Question on subgroups "inheriting" the group operation Suppose $G$ is a group under addition. Must it be the case that the subgroup $H$ inherits the same product operation as $G$? For example, if $G = \mathbb{R}$ and $H$ is a proper subset of $\mathbb{R}$ with a group structure under multiplication, is $H$ still a subgroup of $G$? 
This topic doesn't seem to be covered in any of the textbooks I am working in, perhaps because it is considered obvious. In this particular case, the identity and inverse elements would differ, but in theory there could be a case where the operation differs but the identity and inverses are preserved. (Or is there?) 
I suppose I am curious on whether the product operation is preserved by definition or by necessity (i.e., we can't find an example where it isn't) or whether this isn't even a requirement to begin with.

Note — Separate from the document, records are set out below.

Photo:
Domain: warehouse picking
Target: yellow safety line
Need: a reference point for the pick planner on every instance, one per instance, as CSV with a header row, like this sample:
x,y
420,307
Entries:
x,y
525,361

 A: A subgroup must inherit the same group operation as the supergroup, as a matter of definition. For example, one could easily define modulo $4$ arithmetic on the subset $\{0, 1, 2, 3\}$ of $\Bbb{R}$ (under addition), but it's not a subgroup, because $3$ and $1$ do not add to $0$ in $(\Bbb{R}, +)$, but they do in modulo $4$ arithmetic.

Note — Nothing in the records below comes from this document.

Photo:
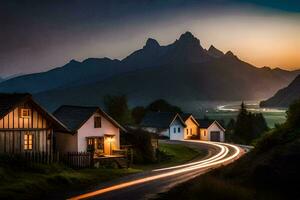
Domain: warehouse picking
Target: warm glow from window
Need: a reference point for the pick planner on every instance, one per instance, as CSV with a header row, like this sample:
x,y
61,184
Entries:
x,y
25,113
28,142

One could do something similar with $\{1, 2, 3, 4\}$, or $\{8, -1, \pi, 2.1\}$. Note that the group structure of $(\Bbb{R}, +)$ has nothing to do with it. Really, the only structure necessary to form this relaxed type of "subgroup" is for the set to have cardinality less than or equal to $\Bbb{R}$. That is, the formation of these "subgroups" is less about how they interact via $+$ and more about the number of elements in $\Bbb{R}$.

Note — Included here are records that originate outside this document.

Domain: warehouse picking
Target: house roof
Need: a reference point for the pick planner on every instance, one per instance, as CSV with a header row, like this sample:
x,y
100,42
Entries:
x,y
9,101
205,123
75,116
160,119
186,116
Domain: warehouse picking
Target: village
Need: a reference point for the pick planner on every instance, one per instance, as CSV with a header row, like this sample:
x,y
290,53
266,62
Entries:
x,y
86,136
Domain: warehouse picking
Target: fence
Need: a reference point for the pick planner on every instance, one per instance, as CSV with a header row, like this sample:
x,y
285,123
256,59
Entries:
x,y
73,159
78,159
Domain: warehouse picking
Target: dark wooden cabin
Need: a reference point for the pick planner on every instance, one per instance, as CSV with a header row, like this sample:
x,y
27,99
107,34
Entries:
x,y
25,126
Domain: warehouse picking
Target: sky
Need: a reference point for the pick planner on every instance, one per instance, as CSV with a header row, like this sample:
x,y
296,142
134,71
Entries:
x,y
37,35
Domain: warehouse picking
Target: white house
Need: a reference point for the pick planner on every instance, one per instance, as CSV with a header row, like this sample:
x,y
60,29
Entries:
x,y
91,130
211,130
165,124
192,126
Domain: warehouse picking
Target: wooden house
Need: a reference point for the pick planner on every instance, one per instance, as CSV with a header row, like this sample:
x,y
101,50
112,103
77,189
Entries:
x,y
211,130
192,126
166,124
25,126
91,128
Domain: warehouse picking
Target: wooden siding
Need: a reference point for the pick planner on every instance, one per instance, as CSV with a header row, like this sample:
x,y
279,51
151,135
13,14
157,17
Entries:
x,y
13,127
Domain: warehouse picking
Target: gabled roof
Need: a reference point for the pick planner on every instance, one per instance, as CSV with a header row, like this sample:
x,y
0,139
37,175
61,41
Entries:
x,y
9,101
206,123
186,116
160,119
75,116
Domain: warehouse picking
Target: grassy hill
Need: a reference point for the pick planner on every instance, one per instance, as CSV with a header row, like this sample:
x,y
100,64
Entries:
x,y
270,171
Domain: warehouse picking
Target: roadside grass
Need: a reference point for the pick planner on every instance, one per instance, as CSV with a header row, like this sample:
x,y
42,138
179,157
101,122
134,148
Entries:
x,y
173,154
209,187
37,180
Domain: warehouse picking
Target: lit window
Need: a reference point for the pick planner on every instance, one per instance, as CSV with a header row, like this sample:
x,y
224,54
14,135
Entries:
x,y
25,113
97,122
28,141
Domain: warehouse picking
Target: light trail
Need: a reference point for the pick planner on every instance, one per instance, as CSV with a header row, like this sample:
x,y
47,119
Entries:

A: A subgroup $H \subset G$ has to have the same group operation as $G$. You could define on the set $H$ a new operation which turns $H$ into a group (see the other answer) - but it wouldn't be a subgroup of $G$ anymore. 
The idea is the following: If you have two sets $A, B$ with $A \subset B$  you think of the set $A$ being contained in $B$. But a group $G$ is not only a set , it's a set $G$ together with a group operation $+$, so it's $(G,+)$. As before we want a subgroup $H$ of $G$ to be contained in $G$. But because we know think about groups and not sets anymore it's not enough for $H$ to be simply contained as a set in $G$. We want $H$ to be contained as a group in $G$ and that means that it has to have the same group operation (and is itself a group). 
You will find sub-somethings often. Subspaces for vector spaces, subrings for rings and so on. The idea is always the same. A sub-something should not only be a subset but a sub-something. So a subspace $U$ of a vector space $V$ should not only be a subset $U \subset V$ but it should be a subspace, meaning it should be itself a vector space and the vector space operations stem from $V$. So it's contained in $V$ as a vector space and not as a set.